5. The summary text generation device according to claim 3, wherein the caption generation unit combines a plurality of captions in the training data to generate a caption for a specific frame image of the video.

6. (a) A step of acquiring video data obtained by imaging the subject with a camera, Step (b) involves generating captions for each frame image of the video data acquired in step (a) above, which describe the actions of the subject in the video.
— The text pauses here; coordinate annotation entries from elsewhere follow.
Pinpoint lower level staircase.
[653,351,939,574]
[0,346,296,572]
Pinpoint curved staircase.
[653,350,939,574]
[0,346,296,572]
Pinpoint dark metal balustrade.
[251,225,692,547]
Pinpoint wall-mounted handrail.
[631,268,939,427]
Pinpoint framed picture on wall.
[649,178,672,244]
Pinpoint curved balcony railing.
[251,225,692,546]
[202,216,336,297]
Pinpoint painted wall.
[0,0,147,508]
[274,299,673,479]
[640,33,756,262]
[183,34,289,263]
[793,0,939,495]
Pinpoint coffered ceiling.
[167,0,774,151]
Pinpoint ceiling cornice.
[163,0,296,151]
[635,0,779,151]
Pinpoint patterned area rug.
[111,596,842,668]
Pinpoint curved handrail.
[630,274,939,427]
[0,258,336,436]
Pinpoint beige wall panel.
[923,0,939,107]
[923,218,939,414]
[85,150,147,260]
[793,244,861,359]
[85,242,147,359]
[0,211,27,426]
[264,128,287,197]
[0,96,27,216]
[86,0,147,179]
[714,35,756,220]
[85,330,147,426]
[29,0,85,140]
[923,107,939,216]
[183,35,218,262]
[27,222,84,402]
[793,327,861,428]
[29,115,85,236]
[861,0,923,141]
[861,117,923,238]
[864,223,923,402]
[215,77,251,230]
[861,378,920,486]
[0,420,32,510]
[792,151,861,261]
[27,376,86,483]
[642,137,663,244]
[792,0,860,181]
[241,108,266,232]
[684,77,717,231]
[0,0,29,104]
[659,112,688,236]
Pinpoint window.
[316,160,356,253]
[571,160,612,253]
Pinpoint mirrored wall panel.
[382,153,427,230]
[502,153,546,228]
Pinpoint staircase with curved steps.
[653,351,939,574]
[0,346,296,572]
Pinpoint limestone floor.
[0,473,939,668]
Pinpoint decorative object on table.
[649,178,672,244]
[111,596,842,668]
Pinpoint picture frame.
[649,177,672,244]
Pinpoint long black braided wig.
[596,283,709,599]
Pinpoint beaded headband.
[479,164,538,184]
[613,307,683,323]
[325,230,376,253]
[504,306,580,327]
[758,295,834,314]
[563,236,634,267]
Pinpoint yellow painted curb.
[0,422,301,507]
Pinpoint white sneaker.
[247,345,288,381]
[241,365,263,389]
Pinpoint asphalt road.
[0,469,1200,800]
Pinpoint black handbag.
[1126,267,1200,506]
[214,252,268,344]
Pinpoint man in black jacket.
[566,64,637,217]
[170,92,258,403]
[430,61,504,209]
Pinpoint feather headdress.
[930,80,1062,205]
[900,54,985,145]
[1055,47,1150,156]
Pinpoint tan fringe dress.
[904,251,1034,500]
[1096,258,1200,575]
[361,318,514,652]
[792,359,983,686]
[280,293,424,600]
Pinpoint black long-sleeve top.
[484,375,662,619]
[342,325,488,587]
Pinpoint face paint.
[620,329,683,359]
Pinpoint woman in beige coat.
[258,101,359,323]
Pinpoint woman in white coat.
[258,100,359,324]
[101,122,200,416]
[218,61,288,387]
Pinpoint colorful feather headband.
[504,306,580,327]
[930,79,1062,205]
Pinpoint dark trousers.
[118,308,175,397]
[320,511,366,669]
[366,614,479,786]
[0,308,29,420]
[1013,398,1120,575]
Step (c) generates a summary of the video based on the caption generated in step (b), A method for generating a summary text that has the following characteristics.

7. Procedure (a) for acquiring video data obtained by imaging a subject with a camera, The procedure (b) involves generating captions for each frame image of the video data obtained in the above procedure (a), which describe the actions of the subject in the video. The procedure (c) for generating a summary of the video based on the caption generated in the above procedure (b), A summary generation program that instructs a computer to perform the following actions.